NCPA - National Center for Policy Analysis

Farm Subsidies Fall In Canada

December 20, 1999

While annual farm subsidies among European Union countries now amount to a towering $130 billion, Canada has cut such payments to a mere $3 billion. EU authorities ignore arguments that such payments hurt consumers and taxpayers, preferring to dwell on the benefits of keeping people down on the farm and preserving rural landscapes for tourists.

Canada, on the other hand, has survived the loss of large rural populations, with only 3 percent of its work force now employed in farming.

  • Whereas in the period 1991-93 some 30 percent of Canada's farming income came from subsidies, only 16 percent did in 1998.
  • Comparing the same periods, subsidies rose from 19 percent of U.S. farmers' income to 22 percent.
  • Subsidies comprised only about 1 percent of New Zealand farmers' income in 1998 and 7 percent for those in Australia.
  • Yet subsidies have barely retreated from 47 percent of farmers' income in the EU to an estimated 45 percent last year.

Canada has cut wheat subsidies from 31 percent of gross receipts in 1991 to 9 percent today. That compares to 38 percent in the U.S. and 56 percent in the EU. Australia's wheat subsidy is 4 percent and New Zealand's is zero.

While Canadian farmers bemoan the loss of their subsidies and political clout, they are turning to free-market approaches to best their political opponents in Ottawa. They are demanding abolition of the Canadian Wheat Board -- a government-monopoly purchasing system that started as a war measure in 1943.

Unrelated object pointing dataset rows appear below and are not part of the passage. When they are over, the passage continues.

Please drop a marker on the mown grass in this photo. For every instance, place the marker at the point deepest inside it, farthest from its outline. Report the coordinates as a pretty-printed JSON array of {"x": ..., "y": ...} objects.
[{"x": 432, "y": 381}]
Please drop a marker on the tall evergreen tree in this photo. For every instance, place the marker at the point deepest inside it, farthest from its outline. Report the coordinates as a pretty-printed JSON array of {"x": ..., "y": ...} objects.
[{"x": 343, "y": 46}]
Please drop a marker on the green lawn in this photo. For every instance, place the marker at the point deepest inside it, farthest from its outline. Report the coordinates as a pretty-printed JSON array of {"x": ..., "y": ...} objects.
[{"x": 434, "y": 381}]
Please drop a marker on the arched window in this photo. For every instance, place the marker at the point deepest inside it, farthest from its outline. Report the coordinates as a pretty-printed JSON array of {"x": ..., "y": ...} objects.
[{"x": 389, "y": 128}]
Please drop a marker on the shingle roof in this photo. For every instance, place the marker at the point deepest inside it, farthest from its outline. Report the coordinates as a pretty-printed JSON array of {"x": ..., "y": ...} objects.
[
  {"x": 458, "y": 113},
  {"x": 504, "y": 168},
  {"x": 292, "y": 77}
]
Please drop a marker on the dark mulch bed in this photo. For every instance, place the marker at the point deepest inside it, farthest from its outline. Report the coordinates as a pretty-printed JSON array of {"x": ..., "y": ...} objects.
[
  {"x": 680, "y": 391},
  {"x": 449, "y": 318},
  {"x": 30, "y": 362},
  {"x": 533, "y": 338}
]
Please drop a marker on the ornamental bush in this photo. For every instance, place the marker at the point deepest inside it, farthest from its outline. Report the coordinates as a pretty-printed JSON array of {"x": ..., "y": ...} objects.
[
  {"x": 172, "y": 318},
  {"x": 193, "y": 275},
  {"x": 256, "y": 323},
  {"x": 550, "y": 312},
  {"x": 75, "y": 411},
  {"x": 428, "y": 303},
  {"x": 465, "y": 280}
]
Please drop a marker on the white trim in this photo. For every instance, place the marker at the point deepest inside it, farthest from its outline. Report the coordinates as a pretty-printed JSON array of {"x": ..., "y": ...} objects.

The state company buys all the wheat and barley grown for export in western Canada, sells it overseas and pays farmers the average price. But the wheat farmers' trade group points to surveys that indicate farmers get as little as 80 percent of the price charged by their American farming neighbors.

The government monopoly, farmers say, has retarded development of western flour and pasta mills -- processing operations that add value. So many farmers have switched to planting canola -- a crop that is marketed privately and outside the board's monopoly. Last year, for the first time, canola overtook wheat to become Canada's most important source of farm income.